If you have a wireless LAN (WLAN) (and who doesn't today), you're undoubtedly looking at upgrading to 802.11ac (Gigabit Wi-Fi) access points (APs) and related WLAN products based on the recently approved 802.11ac standard. While speeds of up to 1.3 Gbps are driving most of that interest, enterprise buyers should be looking for a lot more than that as they augment and grow their wireless networks using this intriguing technology.
It can be argued that few individual users really need gigabit speeds, but that level of throughput actually translates to higher capacity for the network overall. This means network professionals can better address the needs of a growing user base armed with a variety of mobile devices that are packed with a multitude of applications.
If access points are on the shopping list, then 802.11ac-based products are providing improved performance for the earlier 802.11n standard (up to 540 Mbps). We've seen 15% to 20% increases (with no changes on the client side), so it's easy to build a business case for 802.11ac. In addition, 802.11ac AP prices are the same as or just slightly higher than those for 802.11n APs. Thanks to innovations like built-in and standardized beamforming, in 802.11ac, range, throughput, reliability, price and performance are all improved.
802.11ac must-have features
All of that being said, when you're getting ready to buy, it's important to note that not all 802.11ac APs are alike, and not all products offer the same features and performance. Here are a few must-have features and capabilities that are of particular interest to enterprises.
When you're getting ready to buy, it's important to note that not all 802.11ac APs are alike.
- Nondisruptive scalability. 802.11ac will be installed in most settings as an overlay to 802.11n or even older infrastructures. It's vital that 802.11ac APs be supported transparently -- and perhaps initially in backwards-compatible 802.11n mode or even used just as sensors to detect unauthorized 802.11ac activity. The new APs can later be converted to provision access.

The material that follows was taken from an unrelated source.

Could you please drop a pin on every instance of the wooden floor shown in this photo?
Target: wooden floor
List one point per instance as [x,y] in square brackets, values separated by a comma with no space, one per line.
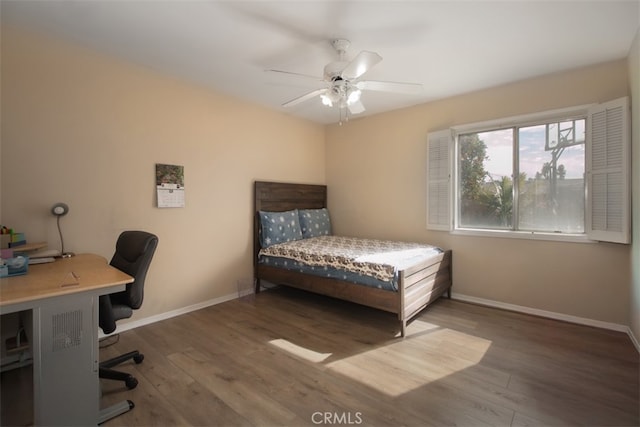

- Dual Gigabit-Ethernet ports. Dual radios are common in APs today, and two 802.11ac radios might indeed swamp a single port. Look for two GbE ports on any dual-radio AP. Still, 1.3 Gbps throughput is unlikely to stress Gigabit Ethernet (GbE) switch ports because the actual throughput will likely be no more than half of that peak. Note: Vendors usually quote the maximum possible rate, which isn't possible given radio frequency propagation and other radio-transmission issues.
- Support for dense deployments. Some WLAN administrators are under the impression that higher throughput implies that fewer APs will be required. Nothing could be further from the truth. The wider channels (2.4 and 5 GHz bands) and more aggressive radio modulation of 802.11ac access points, coupled with the always-increasing demand for capacity, means that more APs will likely be required. Given the inherent complexity here, control functions should be able to self-configure APs, make key decisions on radio channel and transmit power allocations, and meet other operating parameters automatically.
- Enhanced management functions. Management functions overall will likely be major differentiators of performance and value. To that end, be careful to consider how these innovations can improve not just throughput and reliability, but also IT management productivity and total cost of ownership.
802.11ac nice-to-have features
Not necessarily essential, the nice-to-have 802.11ac AP functions include operation on 802.3af Power over Ethernet (PoE) instead of 802.3at or proprietary PoE; support for security functions like intrusion detection or prevention, rogue detection and spectral analysis; and add-on functions like client location and tracking, unified communications, analytics, performance optimization based on application awareness, and identity management for enhanced security.
The bottom line as it relates to 802.11ac APs is -- don't wait. Begin your evaluation now, as the benefits of 802.11ac are real and already yielding returns in many organizations today.